Senior Whitehall staff have warned the Treasury, which determines civil service pay, about growing problems for many years.

'We cannot stress too strongly the depth of frustration and concern among members of the senior civil service about the failure to address these long-term flaws in their pay arrangements,' said Jonathan Baume, FDA general secretary. 'Repeated assurances that problems will be addressed are no longer believed, and there is deep scepticism among members about the possibility of any change.'

Other Whitehall sources said senior personnel were angry at the Treasury's decision this year to ignore the SSRB and put caps on pay rises. One said: 'There are serious concerns that the Treasury now thinks it is fine to ignore the SSRB on matters regarding pay.'

The unions accept that there is no prospect of significant concessions from the Treasury in 2007 but they urge the SSRB 'to sponsor dialogue between the Cabinet Office and the unions to agree changes… in time to inform the 2008 report.'

Commercial head of DoH departs for banking role

Ken Anderson, the Department of Health's commercial director general, is to leave the department for Swiss investment bank UBS.

His departure comes amid question marks over the future of the independent sector treatment centre programme he spearheaded.

Anderson joined the DoH in 2002 and was appointed as its first commercial director general in 2003, responsible for introducing private sector competition to improve NHS efficiency.

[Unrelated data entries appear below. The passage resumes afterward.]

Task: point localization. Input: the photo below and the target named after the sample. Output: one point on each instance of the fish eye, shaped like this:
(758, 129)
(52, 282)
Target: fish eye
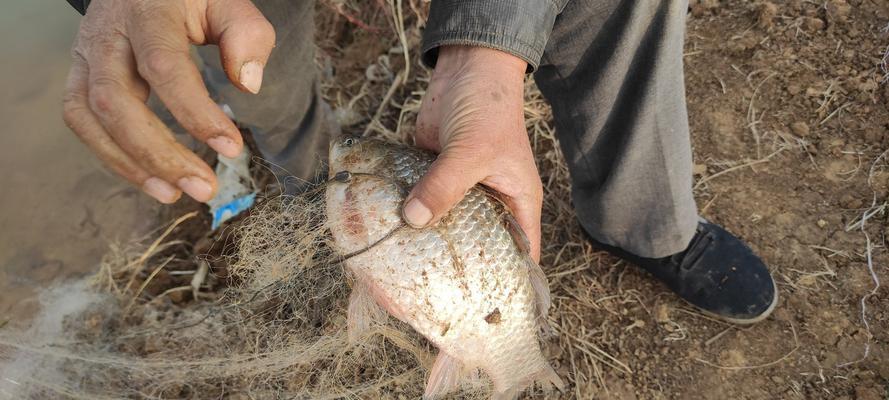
(349, 141)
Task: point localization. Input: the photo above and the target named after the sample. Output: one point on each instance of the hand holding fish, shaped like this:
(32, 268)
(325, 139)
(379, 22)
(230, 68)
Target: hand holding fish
(473, 116)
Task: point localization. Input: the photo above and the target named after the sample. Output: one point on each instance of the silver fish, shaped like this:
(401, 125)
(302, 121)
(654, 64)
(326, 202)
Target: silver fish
(467, 283)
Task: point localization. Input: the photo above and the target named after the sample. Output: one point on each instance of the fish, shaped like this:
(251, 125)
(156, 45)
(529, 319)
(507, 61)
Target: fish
(466, 283)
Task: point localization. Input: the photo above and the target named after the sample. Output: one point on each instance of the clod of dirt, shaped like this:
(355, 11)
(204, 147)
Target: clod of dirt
(701, 7)
(765, 14)
(800, 128)
(867, 393)
(813, 24)
(838, 11)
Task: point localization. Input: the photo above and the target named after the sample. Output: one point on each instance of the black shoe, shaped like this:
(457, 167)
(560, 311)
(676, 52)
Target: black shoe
(717, 273)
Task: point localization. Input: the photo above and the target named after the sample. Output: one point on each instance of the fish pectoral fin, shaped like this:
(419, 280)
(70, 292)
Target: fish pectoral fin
(363, 312)
(444, 376)
(541, 296)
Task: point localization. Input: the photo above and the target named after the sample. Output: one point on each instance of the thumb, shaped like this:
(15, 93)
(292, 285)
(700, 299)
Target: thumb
(245, 38)
(443, 186)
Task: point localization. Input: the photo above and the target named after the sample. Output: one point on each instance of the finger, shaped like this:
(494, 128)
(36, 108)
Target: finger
(161, 46)
(443, 186)
(81, 120)
(245, 38)
(115, 99)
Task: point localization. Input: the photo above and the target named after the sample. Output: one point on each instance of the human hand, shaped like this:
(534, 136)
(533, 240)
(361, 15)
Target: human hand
(473, 116)
(126, 48)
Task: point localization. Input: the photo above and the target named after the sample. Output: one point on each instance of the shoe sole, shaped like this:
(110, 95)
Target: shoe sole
(743, 321)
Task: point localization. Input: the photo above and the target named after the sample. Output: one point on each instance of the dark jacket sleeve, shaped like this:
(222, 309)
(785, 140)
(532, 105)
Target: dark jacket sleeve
(80, 5)
(518, 27)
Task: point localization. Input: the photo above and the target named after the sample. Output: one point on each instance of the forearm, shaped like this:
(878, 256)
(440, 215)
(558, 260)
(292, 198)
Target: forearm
(518, 27)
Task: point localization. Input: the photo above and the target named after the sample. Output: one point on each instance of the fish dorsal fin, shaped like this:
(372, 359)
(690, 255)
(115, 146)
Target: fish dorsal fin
(363, 312)
(444, 376)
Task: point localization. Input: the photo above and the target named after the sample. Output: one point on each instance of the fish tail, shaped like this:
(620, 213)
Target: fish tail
(444, 376)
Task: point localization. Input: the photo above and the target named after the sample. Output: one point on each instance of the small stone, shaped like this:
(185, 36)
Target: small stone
(800, 128)
(838, 11)
(699, 169)
(766, 13)
(812, 92)
(813, 24)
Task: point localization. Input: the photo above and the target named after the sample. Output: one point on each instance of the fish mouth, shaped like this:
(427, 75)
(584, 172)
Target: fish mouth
(340, 149)
(342, 177)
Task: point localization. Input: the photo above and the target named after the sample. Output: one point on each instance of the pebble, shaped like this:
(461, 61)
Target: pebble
(813, 24)
(800, 128)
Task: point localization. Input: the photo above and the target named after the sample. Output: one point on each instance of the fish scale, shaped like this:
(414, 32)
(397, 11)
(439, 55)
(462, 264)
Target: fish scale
(463, 283)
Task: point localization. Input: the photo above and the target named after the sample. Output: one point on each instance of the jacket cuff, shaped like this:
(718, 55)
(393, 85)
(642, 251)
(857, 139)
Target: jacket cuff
(518, 27)
(80, 5)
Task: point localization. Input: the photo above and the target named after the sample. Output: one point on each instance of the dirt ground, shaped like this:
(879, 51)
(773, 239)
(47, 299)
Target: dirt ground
(59, 209)
(788, 110)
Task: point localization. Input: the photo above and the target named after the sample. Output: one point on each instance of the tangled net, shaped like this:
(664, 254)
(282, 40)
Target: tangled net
(277, 329)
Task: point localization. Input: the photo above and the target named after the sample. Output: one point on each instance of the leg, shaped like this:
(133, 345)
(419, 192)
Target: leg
(287, 116)
(612, 71)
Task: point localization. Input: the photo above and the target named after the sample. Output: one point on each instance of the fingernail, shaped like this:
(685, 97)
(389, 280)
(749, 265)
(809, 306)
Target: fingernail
(416, 214)
(197, 188)
(251, 76)
(225, 145)
(160, 190)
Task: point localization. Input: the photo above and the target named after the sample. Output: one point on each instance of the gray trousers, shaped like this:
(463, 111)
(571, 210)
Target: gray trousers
(612, 71)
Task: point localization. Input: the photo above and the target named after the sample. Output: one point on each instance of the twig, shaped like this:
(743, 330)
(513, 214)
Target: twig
(145, 284)
(150, 251)
(766, 365)
(737, 167)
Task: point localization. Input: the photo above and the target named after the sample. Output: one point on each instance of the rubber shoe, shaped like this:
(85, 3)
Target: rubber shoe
(717, 273)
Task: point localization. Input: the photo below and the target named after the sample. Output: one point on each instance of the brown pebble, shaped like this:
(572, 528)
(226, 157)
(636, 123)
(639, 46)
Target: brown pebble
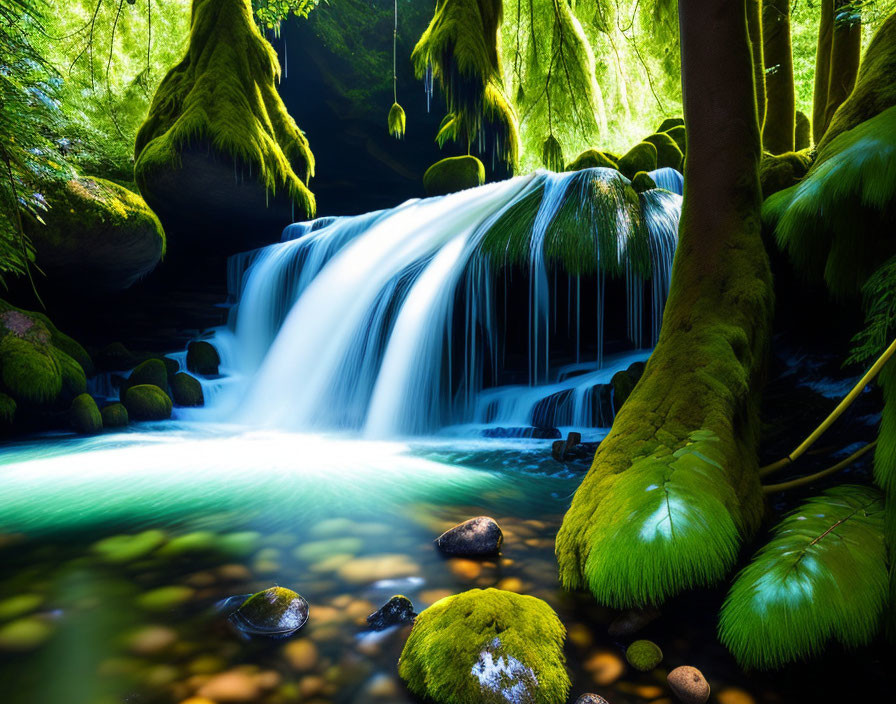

But earlier this year the Commons health select committee dubbed the programme's plans a 'profound incoherence'. It was concerned that the ten-year £5.8bn project to set up fast-track centres for simple operations meant patients were diverted from NHS facilities that were now half-empty.

Procurement for phase two of the scheme began this year. The original plans were for 24 separate centres with a cost of £550m over five years. Fears of over-capacity led to seven being scrapped, yet Anderson and Health Secretary Patricia Hewitt told the committee the payout would remain £550m.

The DoH would not comment on Anderson's replacement.